Perlu dipertimbangkan, baik oleh pengikut mushawwibah atau mukhaththiah bahwa perilaku manusia (af’al al-mukallafin) adalah unik, dan inilah yang menjadi objek pembahasan ushul-fiqh. Oleh karena itu tuntutan kebenaran dan atau objek-tivitas ushul-fiqh hendaknya dicari bukan seperti fenomena alam. Jika fenomena alam ada hal-hal yang secara fisik teramati, terulang, dan teratur, maka perilaku manusia tidak selamanya bergerak seperti itu, bahkan selalu bias. Tingkat bias ini hanya mampu diolah menjadi objective apabila dilukiskan secara verstehen (mudah terfahami). Jika fiqh yang diproduksi melalui ushul-fiqh tadi dapat diterima oleh masyarakat, berarti dalam ushul-fiqh tadi ada kejelasan. Kejelasan inilah yang disebut kebenaran.

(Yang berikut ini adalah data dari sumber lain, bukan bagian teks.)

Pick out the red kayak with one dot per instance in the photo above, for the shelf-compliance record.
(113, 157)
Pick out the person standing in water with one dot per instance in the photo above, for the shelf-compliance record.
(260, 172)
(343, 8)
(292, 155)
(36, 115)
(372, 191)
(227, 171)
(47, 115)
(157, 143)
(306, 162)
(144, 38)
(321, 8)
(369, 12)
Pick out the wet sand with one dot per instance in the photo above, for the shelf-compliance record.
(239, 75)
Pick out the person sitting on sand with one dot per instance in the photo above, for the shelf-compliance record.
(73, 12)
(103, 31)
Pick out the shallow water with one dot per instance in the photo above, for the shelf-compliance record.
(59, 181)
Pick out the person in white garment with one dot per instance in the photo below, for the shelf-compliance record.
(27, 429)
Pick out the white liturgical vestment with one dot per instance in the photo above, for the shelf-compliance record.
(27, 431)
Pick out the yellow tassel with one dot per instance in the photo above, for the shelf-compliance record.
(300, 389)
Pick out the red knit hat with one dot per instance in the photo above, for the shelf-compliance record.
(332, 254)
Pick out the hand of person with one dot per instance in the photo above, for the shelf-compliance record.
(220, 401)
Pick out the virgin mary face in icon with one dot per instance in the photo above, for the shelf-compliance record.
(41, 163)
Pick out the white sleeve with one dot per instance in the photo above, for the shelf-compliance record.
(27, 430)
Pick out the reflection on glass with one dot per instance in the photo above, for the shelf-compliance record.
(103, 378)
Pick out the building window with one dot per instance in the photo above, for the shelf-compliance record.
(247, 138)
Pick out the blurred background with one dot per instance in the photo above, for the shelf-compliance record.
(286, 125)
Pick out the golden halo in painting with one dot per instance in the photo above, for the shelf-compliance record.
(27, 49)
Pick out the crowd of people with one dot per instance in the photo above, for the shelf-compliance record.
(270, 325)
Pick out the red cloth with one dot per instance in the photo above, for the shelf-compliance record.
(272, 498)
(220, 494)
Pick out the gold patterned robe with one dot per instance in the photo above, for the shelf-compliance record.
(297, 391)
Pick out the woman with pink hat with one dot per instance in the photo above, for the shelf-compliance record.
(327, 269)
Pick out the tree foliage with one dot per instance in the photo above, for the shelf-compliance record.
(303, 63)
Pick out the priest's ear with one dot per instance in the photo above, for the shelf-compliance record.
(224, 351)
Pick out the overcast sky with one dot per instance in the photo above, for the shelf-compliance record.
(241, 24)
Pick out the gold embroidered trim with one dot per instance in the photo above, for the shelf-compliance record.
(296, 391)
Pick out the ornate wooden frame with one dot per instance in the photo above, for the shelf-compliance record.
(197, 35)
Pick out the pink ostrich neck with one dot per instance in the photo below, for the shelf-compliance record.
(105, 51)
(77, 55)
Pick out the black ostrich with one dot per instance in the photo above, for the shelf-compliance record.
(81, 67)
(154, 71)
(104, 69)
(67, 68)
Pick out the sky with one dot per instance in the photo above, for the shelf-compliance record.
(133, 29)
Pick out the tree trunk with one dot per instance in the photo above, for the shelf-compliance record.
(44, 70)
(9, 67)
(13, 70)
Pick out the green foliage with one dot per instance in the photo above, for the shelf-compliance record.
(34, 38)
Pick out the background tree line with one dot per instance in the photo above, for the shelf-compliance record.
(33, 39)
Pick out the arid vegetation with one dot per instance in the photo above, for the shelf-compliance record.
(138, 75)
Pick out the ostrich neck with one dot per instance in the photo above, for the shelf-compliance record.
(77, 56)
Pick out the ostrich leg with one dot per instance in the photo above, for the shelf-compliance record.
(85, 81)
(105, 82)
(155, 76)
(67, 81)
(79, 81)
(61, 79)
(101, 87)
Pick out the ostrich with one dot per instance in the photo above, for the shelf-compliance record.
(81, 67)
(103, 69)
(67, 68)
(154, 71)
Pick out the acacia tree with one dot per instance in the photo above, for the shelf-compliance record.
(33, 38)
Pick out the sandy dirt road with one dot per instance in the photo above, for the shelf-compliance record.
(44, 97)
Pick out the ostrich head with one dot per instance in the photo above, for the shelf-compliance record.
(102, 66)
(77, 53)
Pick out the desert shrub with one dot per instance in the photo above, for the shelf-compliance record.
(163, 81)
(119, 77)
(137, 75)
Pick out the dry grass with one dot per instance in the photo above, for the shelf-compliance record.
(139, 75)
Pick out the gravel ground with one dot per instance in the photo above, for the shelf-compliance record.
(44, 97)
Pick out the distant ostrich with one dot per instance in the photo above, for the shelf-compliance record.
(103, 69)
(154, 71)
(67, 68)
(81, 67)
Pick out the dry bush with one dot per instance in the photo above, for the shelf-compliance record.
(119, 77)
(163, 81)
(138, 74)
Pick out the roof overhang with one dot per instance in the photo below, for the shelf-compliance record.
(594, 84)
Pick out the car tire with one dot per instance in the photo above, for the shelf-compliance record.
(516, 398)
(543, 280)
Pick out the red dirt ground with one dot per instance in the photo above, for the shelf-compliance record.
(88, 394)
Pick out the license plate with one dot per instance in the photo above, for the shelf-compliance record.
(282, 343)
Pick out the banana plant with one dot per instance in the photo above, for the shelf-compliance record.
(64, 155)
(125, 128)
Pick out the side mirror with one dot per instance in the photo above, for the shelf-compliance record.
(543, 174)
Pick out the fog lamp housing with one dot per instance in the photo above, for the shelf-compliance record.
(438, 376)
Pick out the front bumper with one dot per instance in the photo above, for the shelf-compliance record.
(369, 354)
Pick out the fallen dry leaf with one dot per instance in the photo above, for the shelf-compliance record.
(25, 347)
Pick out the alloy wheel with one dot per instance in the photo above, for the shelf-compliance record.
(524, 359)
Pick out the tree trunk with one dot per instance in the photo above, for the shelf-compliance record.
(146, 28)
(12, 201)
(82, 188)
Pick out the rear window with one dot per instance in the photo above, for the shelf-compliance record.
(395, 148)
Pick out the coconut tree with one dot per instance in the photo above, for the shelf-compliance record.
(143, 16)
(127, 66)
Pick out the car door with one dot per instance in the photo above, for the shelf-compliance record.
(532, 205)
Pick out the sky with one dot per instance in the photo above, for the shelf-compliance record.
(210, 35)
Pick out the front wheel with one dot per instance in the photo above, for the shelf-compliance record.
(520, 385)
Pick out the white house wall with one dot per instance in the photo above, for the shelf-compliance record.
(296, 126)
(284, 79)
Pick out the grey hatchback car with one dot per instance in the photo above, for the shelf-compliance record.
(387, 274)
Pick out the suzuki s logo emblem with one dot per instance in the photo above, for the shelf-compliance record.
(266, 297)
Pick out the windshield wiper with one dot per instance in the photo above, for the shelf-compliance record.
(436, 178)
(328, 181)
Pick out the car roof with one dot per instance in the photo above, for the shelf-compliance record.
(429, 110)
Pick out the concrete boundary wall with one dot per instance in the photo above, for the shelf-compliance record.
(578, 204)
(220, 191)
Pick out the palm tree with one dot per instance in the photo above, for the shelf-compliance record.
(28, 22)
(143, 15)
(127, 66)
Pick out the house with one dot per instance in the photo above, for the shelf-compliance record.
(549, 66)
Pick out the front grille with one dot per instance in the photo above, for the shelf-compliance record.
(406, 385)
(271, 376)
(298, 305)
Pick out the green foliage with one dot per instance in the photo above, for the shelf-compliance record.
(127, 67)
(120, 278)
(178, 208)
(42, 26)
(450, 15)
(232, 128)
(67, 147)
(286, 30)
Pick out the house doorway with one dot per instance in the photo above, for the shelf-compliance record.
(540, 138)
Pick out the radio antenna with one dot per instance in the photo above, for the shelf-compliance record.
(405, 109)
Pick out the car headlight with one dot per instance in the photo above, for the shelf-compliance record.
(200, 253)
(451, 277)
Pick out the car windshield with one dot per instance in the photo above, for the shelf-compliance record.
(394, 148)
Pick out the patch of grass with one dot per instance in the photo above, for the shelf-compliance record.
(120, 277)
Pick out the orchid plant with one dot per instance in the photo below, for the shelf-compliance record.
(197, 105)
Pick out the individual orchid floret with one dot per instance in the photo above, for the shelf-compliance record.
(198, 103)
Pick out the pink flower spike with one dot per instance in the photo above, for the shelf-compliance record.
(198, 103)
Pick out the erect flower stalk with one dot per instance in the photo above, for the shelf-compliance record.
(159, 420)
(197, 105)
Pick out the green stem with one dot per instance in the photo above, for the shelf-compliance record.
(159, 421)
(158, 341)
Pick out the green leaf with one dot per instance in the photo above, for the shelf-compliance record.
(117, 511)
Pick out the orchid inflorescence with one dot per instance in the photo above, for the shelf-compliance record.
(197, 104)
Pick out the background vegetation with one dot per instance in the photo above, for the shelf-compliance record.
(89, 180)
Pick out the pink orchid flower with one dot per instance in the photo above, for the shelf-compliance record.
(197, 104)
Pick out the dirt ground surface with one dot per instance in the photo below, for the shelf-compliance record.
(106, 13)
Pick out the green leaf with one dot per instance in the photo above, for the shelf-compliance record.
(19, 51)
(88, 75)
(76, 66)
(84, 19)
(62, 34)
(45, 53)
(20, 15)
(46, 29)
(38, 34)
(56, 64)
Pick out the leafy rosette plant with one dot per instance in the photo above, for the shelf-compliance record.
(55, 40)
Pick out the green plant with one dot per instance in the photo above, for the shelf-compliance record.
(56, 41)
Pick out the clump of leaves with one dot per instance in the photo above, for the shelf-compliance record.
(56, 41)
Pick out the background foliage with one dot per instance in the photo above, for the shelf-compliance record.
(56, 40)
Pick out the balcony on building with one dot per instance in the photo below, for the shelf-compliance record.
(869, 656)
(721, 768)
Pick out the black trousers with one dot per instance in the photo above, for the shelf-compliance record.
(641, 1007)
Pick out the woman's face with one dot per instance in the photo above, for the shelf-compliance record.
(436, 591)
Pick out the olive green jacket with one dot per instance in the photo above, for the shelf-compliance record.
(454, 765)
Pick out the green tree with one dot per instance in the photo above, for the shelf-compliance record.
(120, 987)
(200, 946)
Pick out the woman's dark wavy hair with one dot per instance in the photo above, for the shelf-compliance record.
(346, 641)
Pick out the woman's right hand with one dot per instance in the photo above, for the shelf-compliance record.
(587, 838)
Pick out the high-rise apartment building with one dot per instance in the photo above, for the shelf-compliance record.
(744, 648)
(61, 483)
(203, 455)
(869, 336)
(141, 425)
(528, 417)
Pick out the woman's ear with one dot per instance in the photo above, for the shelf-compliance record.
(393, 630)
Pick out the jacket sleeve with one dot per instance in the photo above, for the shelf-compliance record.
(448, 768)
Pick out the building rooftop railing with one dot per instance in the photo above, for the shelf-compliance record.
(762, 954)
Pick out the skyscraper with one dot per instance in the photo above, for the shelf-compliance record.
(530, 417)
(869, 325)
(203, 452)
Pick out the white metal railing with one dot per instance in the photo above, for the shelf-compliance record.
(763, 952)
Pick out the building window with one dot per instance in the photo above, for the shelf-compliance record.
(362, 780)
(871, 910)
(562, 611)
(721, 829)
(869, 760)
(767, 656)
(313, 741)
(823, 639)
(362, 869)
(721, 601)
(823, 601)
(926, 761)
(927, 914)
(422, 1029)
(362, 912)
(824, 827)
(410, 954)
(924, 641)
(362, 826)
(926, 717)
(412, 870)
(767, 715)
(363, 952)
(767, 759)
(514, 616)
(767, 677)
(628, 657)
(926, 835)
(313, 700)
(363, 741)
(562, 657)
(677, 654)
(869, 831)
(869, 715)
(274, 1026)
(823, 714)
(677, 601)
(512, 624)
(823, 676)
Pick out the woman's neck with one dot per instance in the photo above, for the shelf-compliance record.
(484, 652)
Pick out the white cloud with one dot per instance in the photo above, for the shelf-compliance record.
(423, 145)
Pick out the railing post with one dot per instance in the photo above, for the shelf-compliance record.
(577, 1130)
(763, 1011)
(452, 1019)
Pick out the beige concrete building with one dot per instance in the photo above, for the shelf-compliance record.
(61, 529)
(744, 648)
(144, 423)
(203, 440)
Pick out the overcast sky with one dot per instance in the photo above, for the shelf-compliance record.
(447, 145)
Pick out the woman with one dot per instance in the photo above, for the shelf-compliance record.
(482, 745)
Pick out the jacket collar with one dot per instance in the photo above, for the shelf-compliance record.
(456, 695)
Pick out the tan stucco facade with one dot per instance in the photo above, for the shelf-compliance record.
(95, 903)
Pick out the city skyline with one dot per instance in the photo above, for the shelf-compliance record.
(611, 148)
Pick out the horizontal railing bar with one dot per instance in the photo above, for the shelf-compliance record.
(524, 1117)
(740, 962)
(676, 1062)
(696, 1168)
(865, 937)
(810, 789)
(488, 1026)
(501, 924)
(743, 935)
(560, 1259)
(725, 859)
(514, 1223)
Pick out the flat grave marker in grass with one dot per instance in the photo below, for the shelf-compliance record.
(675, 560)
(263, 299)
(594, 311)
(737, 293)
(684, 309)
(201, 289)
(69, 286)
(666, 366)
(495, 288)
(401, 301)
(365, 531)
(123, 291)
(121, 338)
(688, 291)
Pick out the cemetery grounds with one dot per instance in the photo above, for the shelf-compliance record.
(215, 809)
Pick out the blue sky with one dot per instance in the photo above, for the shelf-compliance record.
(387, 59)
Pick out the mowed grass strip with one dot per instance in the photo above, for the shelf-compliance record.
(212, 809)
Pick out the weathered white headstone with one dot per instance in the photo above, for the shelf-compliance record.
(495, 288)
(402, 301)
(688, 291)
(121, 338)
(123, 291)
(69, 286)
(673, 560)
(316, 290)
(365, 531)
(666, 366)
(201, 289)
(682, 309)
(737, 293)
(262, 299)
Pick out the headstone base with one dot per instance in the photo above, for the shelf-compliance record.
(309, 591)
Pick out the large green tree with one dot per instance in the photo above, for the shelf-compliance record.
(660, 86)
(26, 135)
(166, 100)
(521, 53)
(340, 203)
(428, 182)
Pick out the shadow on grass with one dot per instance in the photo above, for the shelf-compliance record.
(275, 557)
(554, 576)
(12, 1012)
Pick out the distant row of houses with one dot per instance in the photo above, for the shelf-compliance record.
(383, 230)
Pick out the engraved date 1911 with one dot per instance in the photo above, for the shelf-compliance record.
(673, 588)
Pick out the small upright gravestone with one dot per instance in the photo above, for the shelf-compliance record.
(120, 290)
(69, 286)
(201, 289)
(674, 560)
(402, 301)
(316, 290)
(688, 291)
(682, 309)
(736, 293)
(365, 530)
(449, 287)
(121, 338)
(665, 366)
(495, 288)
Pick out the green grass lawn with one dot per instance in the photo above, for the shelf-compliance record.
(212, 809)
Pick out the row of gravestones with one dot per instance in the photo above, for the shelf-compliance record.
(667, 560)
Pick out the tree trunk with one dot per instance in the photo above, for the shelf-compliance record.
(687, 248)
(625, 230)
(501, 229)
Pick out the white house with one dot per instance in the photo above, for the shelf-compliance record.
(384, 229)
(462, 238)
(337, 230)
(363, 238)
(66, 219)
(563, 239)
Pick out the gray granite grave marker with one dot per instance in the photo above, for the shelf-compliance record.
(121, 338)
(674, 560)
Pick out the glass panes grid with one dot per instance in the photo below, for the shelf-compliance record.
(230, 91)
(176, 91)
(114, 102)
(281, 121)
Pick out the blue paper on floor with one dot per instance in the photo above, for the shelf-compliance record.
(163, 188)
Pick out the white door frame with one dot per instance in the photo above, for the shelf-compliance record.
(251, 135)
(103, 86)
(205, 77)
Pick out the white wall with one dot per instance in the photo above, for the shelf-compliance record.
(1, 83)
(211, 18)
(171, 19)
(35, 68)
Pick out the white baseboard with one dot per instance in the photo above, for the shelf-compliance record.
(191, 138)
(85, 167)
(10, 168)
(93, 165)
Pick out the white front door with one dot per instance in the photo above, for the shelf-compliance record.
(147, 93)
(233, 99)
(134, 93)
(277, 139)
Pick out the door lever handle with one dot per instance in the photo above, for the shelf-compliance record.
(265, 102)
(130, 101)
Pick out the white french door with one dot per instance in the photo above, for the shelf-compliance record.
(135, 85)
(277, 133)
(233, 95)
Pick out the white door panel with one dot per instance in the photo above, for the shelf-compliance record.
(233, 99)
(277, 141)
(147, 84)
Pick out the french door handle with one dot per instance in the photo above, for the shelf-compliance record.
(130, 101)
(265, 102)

Jadi kalau kebenaran ilmuan objective lebih menyukai penjelasan logis, maka ushul-fiqh menyajikan penjelasan yang berisi penafsiran. Kalau kebenaran objective ingin melihat pembakuan pengamatan yang teratur, maka penglolaan ushul-fiqh bersifat humanistic yang kreatif. Dengan kata lain kebenaran ushul-fiqh lebih menitik beratkan pada aspek humanistic kemanusiaan. Itulah sebabnya, ushul fiqh dinilai unik yang memandang bahwa perilaku manusia satu sama lain tidak selalu sama. Dengan demikian, orang yang berpendapat bahwa Ushul-fiqh al-Syafi’iy itu mirip dengan Manthiq Plato atau Aristotales, itu tidak benar. Karena kebenaran Manthiq memiliki hubungan kausalitas yang jelas dan harus relasional yang memungkinkan kontrol proposisi. Sedangkan kebenaran Ushul-Fiqh ditekankan pada penafsiran logic yang kadang-kadang bercampur dengan intuisi, imajinasi, dan kreativitas. Oleh karena itu, melalui penafsiran semacam ini, Ushul-Fqh lebih mampu memasuki sisi-sisi perso-alan hukum yang berkaitan dengan perilaku umat (af’al al-mukallafin).
Lebih dari itu, kebenaran ushul-fiqh bukan hal yang dirancang ada, tetapi harus dicari dalam konteks. Ushuliyun hanya bertugas menghimpun, mengorganisasi, mengklasifikasi, dan menglola dalil-dalil fiqhiyah untuk keperluan fiqih.